Google capped Meta’s Gemini AI access after it requested more capacity than available, disrupting Meta projects and forcing token cuts.
Google has placed limits on Meta’s access to its Gemini AI models after the social media giant sought more computing capacity than Alphabet’s cloud could provide, the Financial Times reported. The restriction, communicated around March, has disrupted some of Meta’s internal AI projects and delayed timelines, sources told the FT.
Several other Google Cloud customers have been affected to a lesser degree, though Meta’s exceptionally high demand made it particularly vulnerable to the shortfall. The constraints prompted Meta to encourage staff to economize on AI tokens, the units that measure usage of model compute, the FT said.

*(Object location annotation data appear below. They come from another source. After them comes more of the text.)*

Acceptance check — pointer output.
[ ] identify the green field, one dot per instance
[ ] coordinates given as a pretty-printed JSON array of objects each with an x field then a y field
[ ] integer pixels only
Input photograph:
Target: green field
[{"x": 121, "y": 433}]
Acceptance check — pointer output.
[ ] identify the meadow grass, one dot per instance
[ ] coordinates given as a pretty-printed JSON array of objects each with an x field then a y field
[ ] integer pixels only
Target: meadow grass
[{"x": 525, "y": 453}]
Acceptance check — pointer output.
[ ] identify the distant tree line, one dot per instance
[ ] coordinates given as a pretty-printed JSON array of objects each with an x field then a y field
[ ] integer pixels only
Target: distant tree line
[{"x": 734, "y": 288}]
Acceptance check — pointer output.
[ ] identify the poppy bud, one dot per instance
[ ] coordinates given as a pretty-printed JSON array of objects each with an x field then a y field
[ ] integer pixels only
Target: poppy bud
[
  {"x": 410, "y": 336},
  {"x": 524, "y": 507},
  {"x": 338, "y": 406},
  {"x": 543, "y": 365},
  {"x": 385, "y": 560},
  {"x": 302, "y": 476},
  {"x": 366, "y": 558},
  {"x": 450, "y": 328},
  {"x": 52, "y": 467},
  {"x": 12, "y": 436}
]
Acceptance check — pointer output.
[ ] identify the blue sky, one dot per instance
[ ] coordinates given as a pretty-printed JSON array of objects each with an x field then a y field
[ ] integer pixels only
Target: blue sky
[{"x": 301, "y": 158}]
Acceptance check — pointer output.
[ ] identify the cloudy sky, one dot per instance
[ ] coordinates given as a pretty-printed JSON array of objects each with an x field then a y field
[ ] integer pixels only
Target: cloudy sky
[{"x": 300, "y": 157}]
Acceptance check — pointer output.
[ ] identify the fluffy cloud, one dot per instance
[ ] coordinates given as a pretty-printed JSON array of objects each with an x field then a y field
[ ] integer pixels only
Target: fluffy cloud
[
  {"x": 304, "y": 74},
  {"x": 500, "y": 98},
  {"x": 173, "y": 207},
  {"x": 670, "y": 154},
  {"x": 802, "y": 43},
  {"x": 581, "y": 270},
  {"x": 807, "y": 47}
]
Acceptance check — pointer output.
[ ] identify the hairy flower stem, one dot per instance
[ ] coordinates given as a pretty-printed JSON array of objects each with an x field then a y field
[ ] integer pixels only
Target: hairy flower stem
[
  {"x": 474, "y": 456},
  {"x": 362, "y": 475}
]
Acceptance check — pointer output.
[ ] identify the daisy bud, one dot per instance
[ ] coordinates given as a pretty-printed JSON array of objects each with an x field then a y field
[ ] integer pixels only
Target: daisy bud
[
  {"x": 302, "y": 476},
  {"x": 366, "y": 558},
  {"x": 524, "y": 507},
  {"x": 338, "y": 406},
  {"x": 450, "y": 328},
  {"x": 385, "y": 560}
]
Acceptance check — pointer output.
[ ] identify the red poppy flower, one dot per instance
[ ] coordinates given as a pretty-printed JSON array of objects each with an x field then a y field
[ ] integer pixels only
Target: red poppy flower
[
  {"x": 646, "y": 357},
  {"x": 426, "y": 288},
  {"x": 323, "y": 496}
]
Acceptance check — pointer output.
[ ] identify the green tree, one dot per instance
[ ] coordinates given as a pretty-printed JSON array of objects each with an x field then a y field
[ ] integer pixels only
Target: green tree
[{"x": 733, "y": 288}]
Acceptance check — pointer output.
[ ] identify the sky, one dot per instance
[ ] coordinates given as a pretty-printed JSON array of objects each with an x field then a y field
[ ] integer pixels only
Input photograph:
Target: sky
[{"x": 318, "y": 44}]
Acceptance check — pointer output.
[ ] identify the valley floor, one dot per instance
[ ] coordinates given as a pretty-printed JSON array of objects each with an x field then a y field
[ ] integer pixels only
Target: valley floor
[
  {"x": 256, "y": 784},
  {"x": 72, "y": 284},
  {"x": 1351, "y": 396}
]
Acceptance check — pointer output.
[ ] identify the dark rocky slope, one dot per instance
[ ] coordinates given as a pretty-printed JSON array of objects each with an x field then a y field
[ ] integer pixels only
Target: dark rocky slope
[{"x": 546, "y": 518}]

The curbs come amid an industry-wide scramble for compute power as companies pour billions into chips and data centres. Google Cloud reported $20 billion in revenue for the quarter ended March, but CEO Sundar Pichai has acknowledged that computing-power constraints “prevented even higher growth,” contributing to a near doubling of the cloud unit’s backlog, Reuters reported.
Meta initially relied on Gemini for automation tasks including safety moderation, but the company has been shifting toward its own models such as Muse Spark and the open-source Llama variants to reduce external dependence. Bloomberg noted that Meta’s AI push has reshaped workforce plans: earlier this year it reassigned 7,000 employees to AI roles and announced cuts affecting roughly 10% of staff.
Industry observers say the episode highlights how limited supply of large-scale compute can influence which companies control critical AI services. “We’re seeing real-world limits on capacity that are reshaping product roadmaps,” one person familiar with the matter told the Financial Times.
Google has also pursued other routes to secure capacity; in June it agreed to pay SpaceX about $920 million a month under a multi-year cloud deal to expand compute options. Meanwhile, neither Google nor Meta provided immediate comment to the FT or Reuters outside business hours, according to reports.
As demand for generative AI soars, companies face trade-offs between buying external model access and investing in proprietary infrastructure. For Meta, the Google limits represent both a bottleneck and an incentive to accelerate in-house model development.